Keep indexes up to date
After you publish a source and the first crawl is complete, your indexed content is searchable. However, it's important to ensure that your indexed content is an up-to-date representation of your original content and the latest search configuration.
Here, search configuration refers to features like suggestions, sorting options, facets, and more, that you have configured for your implementation. Search stores information relevant to these configurations in each index document.
Sitecore Search offers two mechanisms to update indexes, reindexing and recrawling.
Reindexing
Reindexing is a process where Search updates indexes to reflect domain-level changes to search settings.
Reindex a source when you make changes to domain-level search configuration settings (but not to source settings) and you want your search experience to reflect these updates. For example, if you add new features like a suggestion block, or create a new sorting option, you'll need to reindex sources before these changes appear in a search experience.

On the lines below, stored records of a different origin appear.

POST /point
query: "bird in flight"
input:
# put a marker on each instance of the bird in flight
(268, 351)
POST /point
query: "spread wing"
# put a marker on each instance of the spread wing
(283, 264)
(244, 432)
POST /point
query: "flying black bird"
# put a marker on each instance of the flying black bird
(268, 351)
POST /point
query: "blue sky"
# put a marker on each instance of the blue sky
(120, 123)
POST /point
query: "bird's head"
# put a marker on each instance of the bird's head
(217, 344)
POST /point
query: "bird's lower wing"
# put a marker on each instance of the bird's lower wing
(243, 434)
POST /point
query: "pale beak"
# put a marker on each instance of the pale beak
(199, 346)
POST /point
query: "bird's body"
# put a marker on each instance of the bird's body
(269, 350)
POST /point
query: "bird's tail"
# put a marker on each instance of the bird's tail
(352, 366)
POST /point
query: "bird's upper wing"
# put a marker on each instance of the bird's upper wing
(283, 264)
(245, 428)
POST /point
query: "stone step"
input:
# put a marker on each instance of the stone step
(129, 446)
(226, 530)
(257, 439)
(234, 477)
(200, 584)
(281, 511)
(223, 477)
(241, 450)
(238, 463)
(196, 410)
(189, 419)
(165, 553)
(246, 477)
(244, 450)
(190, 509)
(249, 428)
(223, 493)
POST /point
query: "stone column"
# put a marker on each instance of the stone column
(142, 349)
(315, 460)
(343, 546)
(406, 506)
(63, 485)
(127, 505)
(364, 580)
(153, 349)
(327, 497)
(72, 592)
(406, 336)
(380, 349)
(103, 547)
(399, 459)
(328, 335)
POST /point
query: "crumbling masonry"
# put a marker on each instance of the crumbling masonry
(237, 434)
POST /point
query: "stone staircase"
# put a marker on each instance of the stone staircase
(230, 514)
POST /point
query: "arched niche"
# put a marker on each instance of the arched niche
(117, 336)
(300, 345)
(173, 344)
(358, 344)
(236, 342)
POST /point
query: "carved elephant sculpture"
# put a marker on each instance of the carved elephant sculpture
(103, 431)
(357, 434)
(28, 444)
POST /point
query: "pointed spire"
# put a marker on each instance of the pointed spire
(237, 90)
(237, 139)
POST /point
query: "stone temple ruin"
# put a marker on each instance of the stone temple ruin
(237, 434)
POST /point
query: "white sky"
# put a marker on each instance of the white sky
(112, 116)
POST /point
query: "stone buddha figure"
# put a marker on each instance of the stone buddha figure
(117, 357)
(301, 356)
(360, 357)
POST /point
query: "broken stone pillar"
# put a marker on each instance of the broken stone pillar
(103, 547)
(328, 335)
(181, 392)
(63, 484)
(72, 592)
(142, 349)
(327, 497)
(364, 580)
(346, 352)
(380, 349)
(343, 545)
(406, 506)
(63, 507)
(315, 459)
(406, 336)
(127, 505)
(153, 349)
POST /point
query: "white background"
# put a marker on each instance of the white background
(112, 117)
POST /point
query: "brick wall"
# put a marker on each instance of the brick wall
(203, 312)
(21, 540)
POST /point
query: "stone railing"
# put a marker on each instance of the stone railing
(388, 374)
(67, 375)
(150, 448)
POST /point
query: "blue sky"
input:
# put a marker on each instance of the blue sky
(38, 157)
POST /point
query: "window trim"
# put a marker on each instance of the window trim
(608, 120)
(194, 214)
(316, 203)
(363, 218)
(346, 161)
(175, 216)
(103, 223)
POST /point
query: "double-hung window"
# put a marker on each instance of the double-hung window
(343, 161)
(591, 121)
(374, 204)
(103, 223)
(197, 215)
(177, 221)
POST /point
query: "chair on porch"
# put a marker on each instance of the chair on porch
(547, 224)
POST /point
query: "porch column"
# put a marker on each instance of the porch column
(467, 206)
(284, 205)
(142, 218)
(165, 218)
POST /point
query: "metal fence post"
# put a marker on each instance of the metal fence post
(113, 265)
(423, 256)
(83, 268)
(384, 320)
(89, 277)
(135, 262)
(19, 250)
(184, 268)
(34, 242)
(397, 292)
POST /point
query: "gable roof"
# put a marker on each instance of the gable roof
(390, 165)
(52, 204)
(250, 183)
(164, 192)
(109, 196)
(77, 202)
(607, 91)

Sitecore Search doesn't connect to your original content during a reindex. To get the latest changes from your original content into index documents, you need to recrawl sources. Additionally, if you make any changes to the source configuration itself, you have to recrawl the source
Reindexing uses fewer resources than recrawling.
There are two ways you can reindex sources:
-
When you make any domain configuration change, Search asks you if you want to reindex all sources. If you agree, Search will automatically reindex all sources.
-
You can manually reindex sources at any time.
Recrawling
Recrawling is a process in which Search crawls your original content and then recreates indexes according to the latest search configuration settings. You can think of recrawling as reindexing with the additional step of getting the latest content.
You can recrawl sources to ensure that index documents reflect the most current version of your original content. You must also recrawl sources when you make any source configuration changes.
There are two ways you can recrawl sources:
-
You can schedule scans. This is the easiest way to ensure that indexed content stays up to date. You just have to set up a frequency, and Search automatically recrawls your original content according to the schedule.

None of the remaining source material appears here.